Cash flow can come from bond interest, interest from other types of investments, and of course, dividends. A dividend is the distribution of a company's earnings paid out to shareholders; it's often viewed by its dividend yield, a metric that measures a dividend as a percent of the current stock price. Many academic studies show that dividends account for significant portions of long-term returns, with dividend contributions exceeding one-third of total returns in many cases.

FNF Group in Focus

FNF Group (FNF - Free Report) is headquartered in Jacksonville, and is in the Finance sector.
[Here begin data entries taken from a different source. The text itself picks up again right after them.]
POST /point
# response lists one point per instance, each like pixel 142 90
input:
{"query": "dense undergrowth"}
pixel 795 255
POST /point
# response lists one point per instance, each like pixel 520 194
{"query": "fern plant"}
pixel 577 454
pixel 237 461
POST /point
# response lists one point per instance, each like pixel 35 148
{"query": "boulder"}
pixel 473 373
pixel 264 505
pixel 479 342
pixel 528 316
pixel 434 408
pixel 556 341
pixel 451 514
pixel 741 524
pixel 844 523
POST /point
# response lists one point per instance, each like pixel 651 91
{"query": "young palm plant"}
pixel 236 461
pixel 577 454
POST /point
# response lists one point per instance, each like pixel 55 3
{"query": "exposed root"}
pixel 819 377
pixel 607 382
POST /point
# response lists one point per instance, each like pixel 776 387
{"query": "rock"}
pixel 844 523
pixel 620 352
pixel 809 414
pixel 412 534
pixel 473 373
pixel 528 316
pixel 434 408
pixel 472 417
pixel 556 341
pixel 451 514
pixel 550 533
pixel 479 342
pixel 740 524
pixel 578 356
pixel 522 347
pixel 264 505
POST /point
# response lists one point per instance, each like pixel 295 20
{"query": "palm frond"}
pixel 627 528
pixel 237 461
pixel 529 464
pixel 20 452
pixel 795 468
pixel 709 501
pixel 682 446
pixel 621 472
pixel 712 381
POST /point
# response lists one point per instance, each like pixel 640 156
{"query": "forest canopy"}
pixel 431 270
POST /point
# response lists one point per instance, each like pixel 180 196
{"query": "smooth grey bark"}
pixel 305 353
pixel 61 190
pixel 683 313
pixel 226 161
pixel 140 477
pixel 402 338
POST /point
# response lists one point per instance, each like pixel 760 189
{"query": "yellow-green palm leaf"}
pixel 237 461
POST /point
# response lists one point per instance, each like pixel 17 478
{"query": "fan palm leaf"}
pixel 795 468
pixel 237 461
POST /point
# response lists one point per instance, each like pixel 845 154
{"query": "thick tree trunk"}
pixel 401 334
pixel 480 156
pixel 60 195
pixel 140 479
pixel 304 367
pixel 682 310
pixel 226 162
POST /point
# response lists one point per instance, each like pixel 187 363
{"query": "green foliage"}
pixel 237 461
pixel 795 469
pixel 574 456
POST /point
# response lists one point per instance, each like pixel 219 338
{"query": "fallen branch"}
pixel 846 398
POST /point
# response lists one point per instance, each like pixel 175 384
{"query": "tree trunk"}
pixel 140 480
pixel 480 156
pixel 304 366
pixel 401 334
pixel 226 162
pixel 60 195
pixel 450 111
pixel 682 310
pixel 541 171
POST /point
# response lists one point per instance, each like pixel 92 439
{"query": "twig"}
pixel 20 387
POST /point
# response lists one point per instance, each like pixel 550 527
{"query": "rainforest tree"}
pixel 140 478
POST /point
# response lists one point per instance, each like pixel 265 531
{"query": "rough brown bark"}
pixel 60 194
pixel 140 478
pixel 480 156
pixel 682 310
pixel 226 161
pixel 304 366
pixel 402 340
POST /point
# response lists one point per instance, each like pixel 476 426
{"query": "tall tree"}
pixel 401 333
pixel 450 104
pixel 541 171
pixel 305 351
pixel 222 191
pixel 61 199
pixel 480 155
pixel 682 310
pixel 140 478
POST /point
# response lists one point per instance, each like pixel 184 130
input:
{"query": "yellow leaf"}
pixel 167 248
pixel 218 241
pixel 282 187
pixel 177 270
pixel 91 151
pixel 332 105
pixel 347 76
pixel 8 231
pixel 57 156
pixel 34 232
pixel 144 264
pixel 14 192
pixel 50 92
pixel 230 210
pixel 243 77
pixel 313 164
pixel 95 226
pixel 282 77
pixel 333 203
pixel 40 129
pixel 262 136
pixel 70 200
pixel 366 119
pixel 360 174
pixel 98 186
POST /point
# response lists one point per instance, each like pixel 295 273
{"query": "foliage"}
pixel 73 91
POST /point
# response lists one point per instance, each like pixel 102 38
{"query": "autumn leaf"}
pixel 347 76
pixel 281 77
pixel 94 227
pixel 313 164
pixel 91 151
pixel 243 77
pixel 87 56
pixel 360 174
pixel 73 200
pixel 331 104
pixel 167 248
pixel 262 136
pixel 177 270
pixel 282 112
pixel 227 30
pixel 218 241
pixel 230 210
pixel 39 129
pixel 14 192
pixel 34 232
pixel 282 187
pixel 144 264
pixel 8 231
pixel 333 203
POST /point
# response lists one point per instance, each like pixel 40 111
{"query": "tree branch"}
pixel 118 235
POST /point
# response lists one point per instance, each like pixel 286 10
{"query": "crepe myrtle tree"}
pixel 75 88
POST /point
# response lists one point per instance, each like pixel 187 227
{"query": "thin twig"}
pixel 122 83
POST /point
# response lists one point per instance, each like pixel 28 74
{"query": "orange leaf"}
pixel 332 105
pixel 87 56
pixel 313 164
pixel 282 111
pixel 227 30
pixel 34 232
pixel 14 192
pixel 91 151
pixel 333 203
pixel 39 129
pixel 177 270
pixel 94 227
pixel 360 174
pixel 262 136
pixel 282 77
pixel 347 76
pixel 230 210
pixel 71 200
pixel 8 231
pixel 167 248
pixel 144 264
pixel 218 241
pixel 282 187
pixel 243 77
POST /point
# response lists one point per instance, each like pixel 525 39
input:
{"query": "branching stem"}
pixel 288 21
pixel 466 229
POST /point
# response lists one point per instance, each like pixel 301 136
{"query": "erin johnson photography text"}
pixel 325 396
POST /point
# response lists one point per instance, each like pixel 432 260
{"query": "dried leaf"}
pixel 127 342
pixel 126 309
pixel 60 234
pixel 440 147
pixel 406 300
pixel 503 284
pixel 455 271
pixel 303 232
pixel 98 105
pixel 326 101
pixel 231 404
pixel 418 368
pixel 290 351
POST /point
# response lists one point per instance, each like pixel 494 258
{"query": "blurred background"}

The stock has seen a price change of 2.18% since the start of the year. The provider of title insurance and mortgage services is paying out a dividend of $0.48 per share at the moment, with a dividend yield of 3.68% compared to the Insurance - Property and Casualty industry's yield of 0.17% and the S&P 500's yield of 1.58%.

Taking a look at the company's dividend growth, its current annualized dividend of $1.92 is up 4.9% from last year. Over the last 5 years, FNF Group has increased its dividend 5 times on a year-over-year basis for an average annual increase of 10.68%. Future dividend growth will depend on earnings growth as well as payout ratio, which is the proportion of a company's annual earnings per share that it pays out as a dividend. FNF Group's current payout ratio is 55%, meaning it paid out 55% of its trailing 12-month EPS as dividend.

Looking at this fiscal year, FNF expects solid earnings growth. The Zacks Consensus Estimate for 2024 is $4.83 per share, which represents a year-over-year growth rate of 36.06%.

Bottom Line

Investors like dividends for many reasons; they greatly improve stock investing profits, decrease overall portfolio risk, and carry tax advantages, among others. However, not all companies offer a quarterly payout.

High-growth firms or tech start-ups, for example, rarely provide their shareholders a dividend, while larger, more established companies that have more secure profits are often seen as the best dividend options. Income investors must be conscious of the fact that high-yielding stocks tend to struggle during periods of rising interest rates. That said, they can take comfort from the fact that FNF is not only an attractive dividend play, but is also a compelling investment opportunity with a Zacks Rank of #2 (Buy).